Following Amazon’s multiproduct Alexa hardware rollout, the Amazon Alexa Fund invested in Plant Prefab, a Rialto, California-based prefabricated home startup, according to Curbed.
Backing a prefabricated housing firm, especially a company focused on smart home tech and particularly on Alexa, is a strategic move that could bode well for home buyers as well as for the voice assistant-driven Amazon group. Plant Prefab also has a record of using sustainable building practices and materials.
The Alexa Fund is a $100 million Amazon venture capital division that invests in voice technology innovation. Earlier this year, for example, the fund invested in smart home thermostat maker Ecobee.
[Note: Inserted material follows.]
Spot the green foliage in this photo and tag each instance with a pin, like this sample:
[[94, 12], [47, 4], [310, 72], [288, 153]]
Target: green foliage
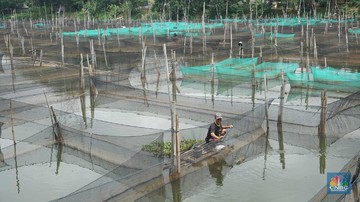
[[162, 149]]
As was the case with Ecobee, the Alexa Fund didn’t invest on its own, but in a funding round with other investors.
“Voice has emerged as a delightful technology in the home, and there are now more than 20,000 Alexa-compatible smart home devices from 3,500 different brands,” Paul Bernard, Alexa Fund’s director, said in a news release.
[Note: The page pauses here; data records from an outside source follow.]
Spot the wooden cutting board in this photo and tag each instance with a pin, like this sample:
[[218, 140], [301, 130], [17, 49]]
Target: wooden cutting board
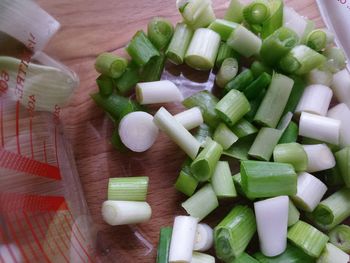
[[90, 27]]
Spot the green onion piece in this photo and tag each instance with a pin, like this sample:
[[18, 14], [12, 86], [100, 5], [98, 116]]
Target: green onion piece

“Plant Prefab is a leader in home design and an emerging, innovative player in home manufacturing,” Bernard continued. “We’re thrilled to support them as they make sustainable, connected homes more accessible to customers and developers.”
Prefabricated homes, sometimes called modular homes, have notable quality control advantages over “stick-built” homes constructed on-site. Shipments of wood, drywall, and insulation, for example, aren’t left sitting in open lots exposed to the elements for days or even weeks at a time waiting for the weather to clear so locally contracted crews to use them to build a house.
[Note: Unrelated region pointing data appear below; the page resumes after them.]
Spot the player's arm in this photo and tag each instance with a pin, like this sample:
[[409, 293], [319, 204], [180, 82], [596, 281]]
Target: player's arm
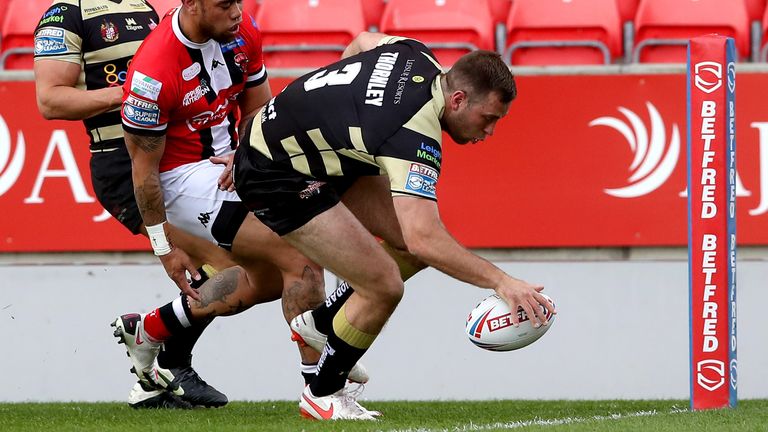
[[58, 97], [146, 152], [251, 101], [426, 238]]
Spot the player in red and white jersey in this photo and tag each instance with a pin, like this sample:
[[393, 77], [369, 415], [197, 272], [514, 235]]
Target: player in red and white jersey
[[189, 91], [179, 114]]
Major sections of prefab homes are built in climate-protected, often climate-controlled, facilities using consistent materials suppliers and permanent labor forces. Once all the parts and pieces for a new home are ready, they are shipped or trucked to a building site where factory crews assemble the components on a prepared foundation. Finished prefab home construction onsite typically takes only a few days compared to months for conventional construction.
The Alexa Fund’s backing for Plant Prefab could point the way for other manufactured home companies to embrace smart home technology. Even with the wide implementation of wireless connectivity, smart home configuration takes planning for anything more than one or two components.
Prefab homes with strategically located power outlets, integrated network wiring, and appropriate cabinetry, for example, could make it relatively easy for homeowners to configure and update smart home components, especially compared to retrofitting existing homes. Until such tech considerations are standard throughout the residential construction industry, however, prefab building ventures are arguably better prepared to incorporate smart home-friendly in-home infrastructure into their plans than conventional builders.